Given these concerns and the potential implications for the drug’s approval and regulatory timeline, Goldman Sachs revised its perspective on Rocket Pharmaceuticals’ stock. The firm’s analysts noted the unexpected and concerning nature of the recent updates, leading to a reassessment of the investment outlook and the substantial decrease in the 12-month price target. Despite the current challenges, InvestingPro analysis indicates the company maintains a strong liquidity position with a current ratio of 9.19 and more cash than debt on its balance sheet. InvestingPro subscribers have access to 15 additional key insights about RCKT, including detailed analysis of its financial health and market position, available in the comprehensive Pro Research Report.
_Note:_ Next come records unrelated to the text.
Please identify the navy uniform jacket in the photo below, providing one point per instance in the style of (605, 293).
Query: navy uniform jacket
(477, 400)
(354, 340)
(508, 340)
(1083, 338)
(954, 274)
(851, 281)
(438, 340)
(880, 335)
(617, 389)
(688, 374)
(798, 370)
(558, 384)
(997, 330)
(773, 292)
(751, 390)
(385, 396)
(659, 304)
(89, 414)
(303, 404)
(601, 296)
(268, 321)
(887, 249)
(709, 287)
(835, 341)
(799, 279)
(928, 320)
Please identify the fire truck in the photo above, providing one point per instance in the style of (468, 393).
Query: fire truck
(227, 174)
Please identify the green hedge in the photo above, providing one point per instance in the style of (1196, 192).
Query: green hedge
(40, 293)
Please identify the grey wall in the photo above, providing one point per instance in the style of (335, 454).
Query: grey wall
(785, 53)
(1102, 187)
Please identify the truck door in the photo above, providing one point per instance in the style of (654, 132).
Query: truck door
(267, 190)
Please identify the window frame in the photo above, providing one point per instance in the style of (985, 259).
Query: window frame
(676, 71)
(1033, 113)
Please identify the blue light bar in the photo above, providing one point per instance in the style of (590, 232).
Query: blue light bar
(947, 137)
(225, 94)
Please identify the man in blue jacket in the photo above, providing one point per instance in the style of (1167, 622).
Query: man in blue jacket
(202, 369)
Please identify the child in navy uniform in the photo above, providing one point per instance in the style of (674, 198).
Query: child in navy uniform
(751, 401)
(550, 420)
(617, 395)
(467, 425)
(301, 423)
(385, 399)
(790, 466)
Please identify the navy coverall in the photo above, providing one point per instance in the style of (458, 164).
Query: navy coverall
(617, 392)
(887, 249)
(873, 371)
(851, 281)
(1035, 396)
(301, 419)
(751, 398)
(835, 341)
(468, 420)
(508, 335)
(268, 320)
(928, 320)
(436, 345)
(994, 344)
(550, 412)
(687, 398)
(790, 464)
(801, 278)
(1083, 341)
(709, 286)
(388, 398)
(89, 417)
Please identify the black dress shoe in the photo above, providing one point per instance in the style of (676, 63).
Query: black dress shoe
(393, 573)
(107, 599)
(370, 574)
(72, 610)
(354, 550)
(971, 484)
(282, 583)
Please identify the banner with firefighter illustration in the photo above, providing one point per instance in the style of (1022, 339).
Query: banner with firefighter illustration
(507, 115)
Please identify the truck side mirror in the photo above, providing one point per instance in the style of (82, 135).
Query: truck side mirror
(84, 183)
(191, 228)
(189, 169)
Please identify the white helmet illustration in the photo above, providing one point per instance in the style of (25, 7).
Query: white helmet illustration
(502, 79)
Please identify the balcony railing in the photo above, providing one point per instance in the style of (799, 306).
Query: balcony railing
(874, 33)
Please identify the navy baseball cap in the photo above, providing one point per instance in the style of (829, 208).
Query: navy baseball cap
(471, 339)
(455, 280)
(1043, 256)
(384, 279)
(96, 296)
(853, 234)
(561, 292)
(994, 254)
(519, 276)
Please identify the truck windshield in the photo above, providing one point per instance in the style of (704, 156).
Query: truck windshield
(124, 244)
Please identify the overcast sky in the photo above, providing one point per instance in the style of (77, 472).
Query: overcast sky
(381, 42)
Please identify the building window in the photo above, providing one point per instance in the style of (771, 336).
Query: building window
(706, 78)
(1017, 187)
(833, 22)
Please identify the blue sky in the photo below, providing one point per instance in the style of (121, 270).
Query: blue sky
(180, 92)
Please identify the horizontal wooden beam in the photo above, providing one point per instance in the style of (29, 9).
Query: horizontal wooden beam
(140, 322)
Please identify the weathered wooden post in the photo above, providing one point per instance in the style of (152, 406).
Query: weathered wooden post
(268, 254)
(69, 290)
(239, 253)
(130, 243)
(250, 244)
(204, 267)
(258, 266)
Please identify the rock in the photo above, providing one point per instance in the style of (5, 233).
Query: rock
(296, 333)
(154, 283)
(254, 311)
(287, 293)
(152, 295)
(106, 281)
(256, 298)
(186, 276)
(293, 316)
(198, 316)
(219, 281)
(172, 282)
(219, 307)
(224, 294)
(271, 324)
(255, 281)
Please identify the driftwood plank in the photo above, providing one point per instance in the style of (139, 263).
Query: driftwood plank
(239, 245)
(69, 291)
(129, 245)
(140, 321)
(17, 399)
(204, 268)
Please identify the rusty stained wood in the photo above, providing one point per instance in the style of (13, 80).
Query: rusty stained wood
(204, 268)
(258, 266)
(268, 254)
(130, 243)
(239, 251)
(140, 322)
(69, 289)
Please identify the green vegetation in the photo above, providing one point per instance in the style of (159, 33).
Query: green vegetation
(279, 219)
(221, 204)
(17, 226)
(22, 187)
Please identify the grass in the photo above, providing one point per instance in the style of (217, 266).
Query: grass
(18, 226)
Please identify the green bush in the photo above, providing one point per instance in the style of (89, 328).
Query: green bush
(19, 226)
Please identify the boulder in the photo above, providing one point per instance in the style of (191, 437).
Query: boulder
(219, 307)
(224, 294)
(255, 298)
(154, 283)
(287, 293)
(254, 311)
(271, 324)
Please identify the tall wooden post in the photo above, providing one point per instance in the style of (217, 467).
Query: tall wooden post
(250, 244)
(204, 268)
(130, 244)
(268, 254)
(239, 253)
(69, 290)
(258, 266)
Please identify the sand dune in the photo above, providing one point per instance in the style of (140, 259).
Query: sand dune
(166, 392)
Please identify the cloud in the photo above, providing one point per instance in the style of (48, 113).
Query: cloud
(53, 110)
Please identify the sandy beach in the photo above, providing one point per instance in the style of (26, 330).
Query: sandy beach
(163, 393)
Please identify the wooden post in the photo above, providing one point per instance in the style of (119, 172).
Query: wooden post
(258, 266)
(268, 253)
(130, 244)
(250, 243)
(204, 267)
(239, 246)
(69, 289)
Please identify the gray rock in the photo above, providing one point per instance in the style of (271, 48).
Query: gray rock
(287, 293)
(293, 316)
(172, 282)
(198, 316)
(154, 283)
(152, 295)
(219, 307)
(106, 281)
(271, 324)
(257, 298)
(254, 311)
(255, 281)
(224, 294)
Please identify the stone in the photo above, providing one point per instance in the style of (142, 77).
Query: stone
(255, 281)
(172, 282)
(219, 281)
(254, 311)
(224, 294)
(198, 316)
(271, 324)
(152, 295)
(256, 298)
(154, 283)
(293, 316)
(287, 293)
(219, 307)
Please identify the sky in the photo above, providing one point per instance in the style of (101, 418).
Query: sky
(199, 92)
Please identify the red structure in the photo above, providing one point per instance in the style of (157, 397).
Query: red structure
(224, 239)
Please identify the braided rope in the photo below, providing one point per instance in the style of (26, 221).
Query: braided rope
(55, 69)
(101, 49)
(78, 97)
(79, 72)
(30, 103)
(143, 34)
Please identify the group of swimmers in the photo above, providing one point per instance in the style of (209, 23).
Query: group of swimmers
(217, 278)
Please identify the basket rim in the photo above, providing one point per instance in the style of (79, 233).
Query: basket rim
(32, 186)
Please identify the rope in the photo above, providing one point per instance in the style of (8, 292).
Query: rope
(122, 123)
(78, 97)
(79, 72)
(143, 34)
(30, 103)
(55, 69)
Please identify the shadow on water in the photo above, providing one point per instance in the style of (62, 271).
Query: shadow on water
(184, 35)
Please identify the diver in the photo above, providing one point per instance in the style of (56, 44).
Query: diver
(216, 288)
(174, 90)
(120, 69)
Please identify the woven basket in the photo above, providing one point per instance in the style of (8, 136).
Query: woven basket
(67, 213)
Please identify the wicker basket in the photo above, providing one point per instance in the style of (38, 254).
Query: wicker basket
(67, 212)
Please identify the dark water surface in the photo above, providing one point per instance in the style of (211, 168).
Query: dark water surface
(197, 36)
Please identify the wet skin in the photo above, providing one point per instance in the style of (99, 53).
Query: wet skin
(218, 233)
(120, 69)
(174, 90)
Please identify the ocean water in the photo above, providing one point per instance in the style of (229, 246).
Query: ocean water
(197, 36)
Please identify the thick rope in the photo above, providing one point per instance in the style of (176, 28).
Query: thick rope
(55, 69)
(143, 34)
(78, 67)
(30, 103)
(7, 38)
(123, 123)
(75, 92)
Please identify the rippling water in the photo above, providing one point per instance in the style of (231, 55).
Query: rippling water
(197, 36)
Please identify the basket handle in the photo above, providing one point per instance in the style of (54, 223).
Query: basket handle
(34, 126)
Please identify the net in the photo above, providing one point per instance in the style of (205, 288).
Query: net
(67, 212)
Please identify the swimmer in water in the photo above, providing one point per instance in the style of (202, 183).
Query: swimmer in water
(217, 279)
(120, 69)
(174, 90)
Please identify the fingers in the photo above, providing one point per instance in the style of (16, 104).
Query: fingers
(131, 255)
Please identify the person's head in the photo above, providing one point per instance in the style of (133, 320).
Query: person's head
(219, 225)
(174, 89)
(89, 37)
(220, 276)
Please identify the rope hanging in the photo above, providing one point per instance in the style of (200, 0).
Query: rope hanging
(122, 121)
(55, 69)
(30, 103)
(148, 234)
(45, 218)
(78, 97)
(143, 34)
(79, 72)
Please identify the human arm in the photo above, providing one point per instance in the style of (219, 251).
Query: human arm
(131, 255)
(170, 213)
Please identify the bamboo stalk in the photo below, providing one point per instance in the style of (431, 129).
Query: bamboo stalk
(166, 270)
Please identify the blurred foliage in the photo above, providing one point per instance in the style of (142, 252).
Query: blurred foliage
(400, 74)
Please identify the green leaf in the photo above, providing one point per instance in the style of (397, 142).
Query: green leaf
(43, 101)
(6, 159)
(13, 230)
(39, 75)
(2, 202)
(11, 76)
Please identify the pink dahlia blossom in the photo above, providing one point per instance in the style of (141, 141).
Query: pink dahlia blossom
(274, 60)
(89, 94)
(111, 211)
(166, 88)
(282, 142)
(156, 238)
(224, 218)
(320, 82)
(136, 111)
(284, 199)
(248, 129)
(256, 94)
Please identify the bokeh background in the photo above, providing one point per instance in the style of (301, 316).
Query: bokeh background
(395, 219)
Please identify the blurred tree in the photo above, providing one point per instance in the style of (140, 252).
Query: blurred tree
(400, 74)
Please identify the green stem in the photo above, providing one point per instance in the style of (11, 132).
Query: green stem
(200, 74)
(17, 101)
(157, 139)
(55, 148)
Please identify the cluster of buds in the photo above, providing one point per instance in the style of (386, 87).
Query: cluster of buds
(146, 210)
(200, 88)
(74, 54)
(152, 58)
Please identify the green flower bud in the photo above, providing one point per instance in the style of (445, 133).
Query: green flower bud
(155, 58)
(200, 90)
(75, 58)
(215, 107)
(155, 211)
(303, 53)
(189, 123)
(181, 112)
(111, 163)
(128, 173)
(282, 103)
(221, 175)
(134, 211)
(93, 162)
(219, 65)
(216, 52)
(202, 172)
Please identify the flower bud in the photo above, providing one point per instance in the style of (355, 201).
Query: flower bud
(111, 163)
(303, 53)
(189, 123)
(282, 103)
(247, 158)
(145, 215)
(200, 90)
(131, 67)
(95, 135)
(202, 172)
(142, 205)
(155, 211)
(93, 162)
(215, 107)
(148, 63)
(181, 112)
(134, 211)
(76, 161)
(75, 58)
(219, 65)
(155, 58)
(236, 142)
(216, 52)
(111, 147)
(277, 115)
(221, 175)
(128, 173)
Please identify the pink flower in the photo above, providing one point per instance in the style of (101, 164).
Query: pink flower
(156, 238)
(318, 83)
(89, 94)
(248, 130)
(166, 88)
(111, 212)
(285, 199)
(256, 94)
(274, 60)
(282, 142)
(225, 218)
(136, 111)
In other recent news, Rocket Pharmaceuticals has faced a series of significant developments impacting its financial outlook and stock ratings. The company reported a serious adverse event in its phase 2 trial for the drug candidate RP-A501, intended to treat Danon disease, resulting in a clinical hold by the FDA. This incident has led to multiple analyst firms adjusting their ratings and price targets for the company. Scotiabank (TSX:BNS) lowered its price target to $19 while maintaining a Sector Outperform rating, and BofA Securities cut its target to $9 but kept a Buy rating. Morgan Stanley (NYSE:MS) downgraded Rocket Pharmaceuticals from Overweight to Equalweight, slashing the price target to $7, and Jefferies downgraded the stock from Buy to Hold with a new target of $2.50. Leerink Partners also downgraded the stock to Market Perform and reduced the price target to $8. Analysts have expressed concerns over the safety and regulatory challenges facing RP-A501, with some noting the need for Rocket Pharmaceuticals to address these issues to regain investor confidence. The company’s cash reserves of $318.2 million are expected to support operations into 2027, providing some financial stability amid these challenges.